Literally meaning growing larger and deeper, spreading and
expanding, Sufis use inbisat to signify the relaxing of one’s heart, to the
extent allowed by the Shari‘a, so that it can embrace everybody and make them
pleased or contented with one’s gentle words and pleasant manners. In the
context of one’s relationship with God Almighty, it denotes a spiritual state
that combines fear and hope. Those who have attained this state are awed by
being in the Presence of God, and feel exhilarated by the breezes of delight
and joy blowing in His Presence. They are awed while inhaling, and feel delight
when exhaling.
As pointed out in the brief description above, expansion can
be dealt with in two categories: our relationship with the created, and our
relationship with the Creator.
With respect to our relationship with the created, expansion
means that we are careful of our connection with God and the Truth; that we
live in our communities as one of its inhabitants, being open with and showing
respect to everyone; and that we treat people according to their level of
understanding.
The noble Prophet, upon him be peace and blessings, was
sincere and frank with those around him, and avoided ceremony or formality. He
spoke according to his listeners’ level of understanding, and sometimes made
wise and meaningful jokes. Although he suffered inwardly from the unbelief,
injustice, and sins he witnessed, and was anxious about everyone’s end and
afterlife, he always smiled and behaved pleasantly. As said in the Minhaj:
A heart is like a mirror: too much and too frequent solemnity may cause it to
steam up, and the only way to remove that steam is to tell pleasant jokes.
With respect to our relationship with God Almighty,
expansion signifies the simultaneous experiencing of fear and hope in our
souls. Being states of the soul, fear and hope are usually found in those who
have just started to advance on the path to God. Expansion, on the other hand,
is a state of those with knowledge of God and, moreover, is a dimension of the
heart’s life. The state resembling the expansion of those still striving to
reach this level of expansion is an exhilaration coming from knowledge of God.
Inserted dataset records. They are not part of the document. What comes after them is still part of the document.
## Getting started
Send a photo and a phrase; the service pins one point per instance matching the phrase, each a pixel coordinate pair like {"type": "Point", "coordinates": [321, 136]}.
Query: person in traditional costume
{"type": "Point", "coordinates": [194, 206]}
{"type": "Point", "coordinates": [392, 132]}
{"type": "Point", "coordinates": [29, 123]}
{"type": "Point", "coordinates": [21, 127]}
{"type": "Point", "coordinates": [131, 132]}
This may lead them to become relaxed in their relationship with God, and thus
lose their self-control and self-possession.
Expansion appears when a traveler on the path of God is
completely freed from carnal desire and passion, and becomes a bright “mirror”
to reflect God’s Names and Attributes. This station, whether called the
Station of Combination (where the traveler experiences God’s Existence and
Unity) or Annihilation (where the traveler’s annihilation of self causes
forgetfulness of self when in the throes of ecstatic love of God and perception
of God’s Existence and Unity), is a mysterious point where the traveler
directs himself or herself according to the Divine inspira-tions received and
assumes “colors” unknown to everybody else. It is impossible for such
people to conceal their expansion, while it is insolent of those who have not
attained it to talk about it. How aptly Rumi expresses it:
If the king’s courtier behaves in an affected manner to
attract the king’s attention, you must not attempt to do so, for you do not
have the document (to justify your doing so). O one who cannot be freed from
the restrictions of this transient life, how can you know what (the stations
of) annihilation, drunkenness, and expansion mean?
Indeed, servants of the body cannot be aware of the states
of the spirit. It is impossible for those imprisoned in the body to be aware of
spirituality. We should ask those souls who have burned and been “roasted”
many times in the fire of the love of God about the pains of a heart that has
been cleft open, and their expansion and contraction.